We examined results in our case control sample for genes that were previously associated with alcoholism in our family-based sample. Among the best-supported findings was the ANKK1/DRD2 region (Dick et al., 2007b), in which 24 SNPs were nominally associated with dependence and 22 with early onset; SNPs extending through TTC12 were also significant, supporting results from Yang et al. (Yang et al., 2007). Three GWAS SNPs in NFKB1 were nominally associated with early onset alcoholism, as were more extending upstream, consistent with our previous work (Edenberg et al., 2008). Thirty-two SNPs in GRM8 (Chen et al., 2009), encoding metabotropic glutamate receptor 8, were associated with early onset of dependence. There was also nominal support for PDYN (Xuei et al., 2006), CHRNA3 and CHRNA5 (Wang et al., 2009), and (among AA only) CHRM2 (Wang et al., 2004). In the ADH gene cluster (Edenberg et al., 2006), SNPs in ADH4 were not significant in this GWAS, although 15 SNPs (particularly in the region between ADH1B and ADH1A) were. Genes encoding GABAA receptors continued to provide evidence for association with alcoholism. A SNP in GABRR2 was among those with the smallest p value in this GWAS (6 × 10−5); that SNP was not itself significant in the earlier family study, although other SNPs in the gene were (Xuei et al., 2010). Although GABRA2 has been associated with alcohol dependence (Edenberg et al., 2004) in many samples (Bauer et al., 2007; Covault et al., 2004; Drgon et al., 2006; Enoch et al., 2008; Enoch et al., 2006; Fehr et al., 2006; Lappalainen et al., 2005; Soyka et al., 2008), there was no evidence in this case-control GWAS, although 5 SNPs in GABRG1 were nominally associated with alcoholism, and 11 with early onset (cf Covault et al., 2008). Six SNPs in GABRG3 (Dick et al., 2004) were associated with alcohol dependence in the EA sample, and 17 SNPs in the much smaller AA sample. In GABRA1 (Dick et al., 2006), we found 3 SNPs associated with alcohol dependence and 4 with early onset. Many SNPs in and near GABRG2 were also associated with dependence (and early onset). Thus, overall, there continues to be evidence that variations in GABAA receptors affect alcohol dependence.

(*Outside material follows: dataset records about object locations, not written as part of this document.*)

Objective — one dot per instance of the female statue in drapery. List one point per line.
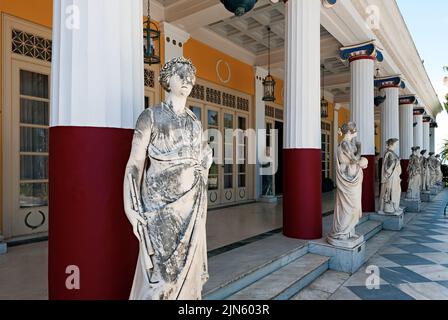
(415, 175)
(168, 170)
(349, 177)
(425, 171)
(390, 180)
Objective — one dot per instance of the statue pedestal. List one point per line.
(390, 222)
(427, 196)
(348, 258)
(412, 205)
(3, 247)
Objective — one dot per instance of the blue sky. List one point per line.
(428, 23)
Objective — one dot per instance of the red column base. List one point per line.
(368, 186)
(88, 226)
(404, 175)
(302, 201)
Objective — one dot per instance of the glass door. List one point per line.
(242, 158)
(228, 190)
(30, 145)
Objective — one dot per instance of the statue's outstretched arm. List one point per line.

Several SNPs nominated as candidates in earlier GWAS studies replicated in ours. Johnson et al. (Johnson et al., 2006) reported 51 regions, containing 181 SNPs, that provided the strongest evidence for association in a GWAS of alcohol dependence using pooled samples of 120 cases and 160 controls drawn from the COGA study (we do not know the overlap with the present study). Among the 68 of those SNPs for which we had data, 4 provided evidence of replication (p<0.02; Table 3). CPE encodes carboxypeptidase E, present in the central nervous system (Lynch et al., 1990), which catalyzes an important step in the processing of peptide hormones and neurotransmitters (Hook et al., 2008). A pair of closely linked SNPs in DNASE2B, encoding deoxyribonuclease II beta, provided evidence for replication, and other SNPs in that region provided further support. SLC10A2, which encodes a sodium/bile acid cotransporter, also replicated; expression of SLC10A2 is regulated in part by retinol (Neimark et al., 2004). Three other SNPs replicated when the subgroup with early-onset alcoholism was analyzed: rs35164 just downstream of CDH11 (a type II classical cadherin), rs1927384, which lies between FGF14 (fibroblast growth factor 14) and TPP2 (tripeptidyl peptidase II), and rs6729553 in DNAH6 (axonemal dynein heavy chain 6, a microtubule-associated motor protein important in retrograde axonal organelles (Schnapp and Reese, 1989)).

Table 3.

Replication of SNPs detected in a pooling study

SNP Chr Position GENE Alcohol
Dependence
(p-value)
Alcohol
Dependence
Odds Ratio
Early Onset
Alcohol
Dependence
(p-value)
Early Onset
Alcohol
Dependence
Odds Ratio
rs1506700 1 84,649,319 DNASE2B 0.007 0.80 0.001 0.73 DLAD DNase II-like acid
DNase
rs3121147 1 84,649,571 DNASE2B 0.009 0.80 0.001 0.73 DLAD DNase II-like acid
DNase
rs6729553 2 84,763,346 DNAH6 0.302 0.90 0.050 0.79 dynein, axonemal, heavy
chain 6
rs1370687 4 166,609,805 CPE 0.001 1.36 0.027 1.27 CPE carboxypeptidase E
rs1927384 13 101,943,751 FGF14 0.188 0.86 0.037 0.75 Between FGF14 and TPP2
rs279929 13 102,538,720 SLC10A2 0.016 1.26 0.015 1.31 flank SLC10A2 solute carrier
family 10 (sodium/bile acid
cotransporter family),
member 2
rs35164 16 63,532,702 CDH11 0.314 0.91 0.022 0.78 flank CDH11 cadherin 11,
type 2

SNPs from Johnson et al. (Johnson et al., 2006) that provided evidence for association (p≤0.05) in the present GWAS. Alcohol dependence is the p value for association in the GWAS EA sample. Early onset alcohol dependence is the p value for the GWAS with affected status defined as having an onset of alcohol dependence at or below the median (22 years). MAF = minor allele frequency.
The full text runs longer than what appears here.